Mit einer positiven Utopie fängt es an

von schneeschmelze

Das Peerblog der SPD wurde heute nach wenigen Tagen abgeschaltet: Die „Düsseldorfer PR-Agentur steinkuehler-com.de … erzählte vollmundig, dass sie jetzt den Onlinewahlkampf in Deutschland revolutionieren wollten, indem sie durch anonyme Unternehmer finanziert inoffiziell für Peer Steinbrück bloggen wollten. Allerdings wirkte das Jubelpeerser-Blog mit samt seinen Texten und Tonalität wahlweise wie ein schlecht inszenierter Medienguerilla-Versuch oder wie ein Ausdruck ziemlicher Ahnungslosigkeit.“

Kann die SPD überhaupt noch irgendetwas in diesem Bundestags-Wahlkampf machen, ohne daß sie dabei im Netz mit Spott und Häme übergossen wird?

Es ist kein kurzfristiges Phänomen.
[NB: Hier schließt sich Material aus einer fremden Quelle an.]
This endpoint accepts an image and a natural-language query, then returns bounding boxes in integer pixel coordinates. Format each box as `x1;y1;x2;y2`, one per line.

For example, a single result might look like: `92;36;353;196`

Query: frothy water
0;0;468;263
Buchstäblich alles, was von der Partei in den letzten Jahren kam, ist von kritischen Geistern auseinandergenommen und miesgemacht worden. Meist zu Recht, das ist zuzugeben. Aber häufig auch reflexartig, ohne nähere Prüfung. Kommt von dort, also muß es schlecht sein.
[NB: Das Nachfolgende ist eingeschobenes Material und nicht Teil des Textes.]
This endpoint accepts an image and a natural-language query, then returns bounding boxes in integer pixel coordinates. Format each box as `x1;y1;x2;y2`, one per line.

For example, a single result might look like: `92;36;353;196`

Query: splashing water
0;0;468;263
Es ist ausgeschlossen, diese Partei zu verteidigen. Sie hat sich niemals von der alten Schröder-Führungstruppe getrennt, und sie pflegt bis in die Gegenwart hinein die Kontinuität mit der rot-grünen Hartz-IV-Agenda, indem sie nunmehr ausgerechnet einen der Mitverursacher der Finanzkrise himself, Peer Steinbrück, aufs Schild hebt. Deshalb ist alles, was aus dem Willy-Brandt-Haus kommt, zutiefst unglaubwürdig. Nicht nur Steinbrück, auch den anderen SPD-Politikern nimmt man es nicht ab, daß sie wirklich eine andere Politik anstreben. Daß sie die Umverteilung von unten nach oben umkehren würden. Daß sie den Primat der Politik über die Wirtschaft durchsetzen wollten, wenn sie es könnten. Daß sie also irgendetwas von alledem machen würden, was dringend nötig wäre. Wer sich selbst so hinstellt, braucht sich nicht zu wundern, wenn er dafür die Quittung erhält.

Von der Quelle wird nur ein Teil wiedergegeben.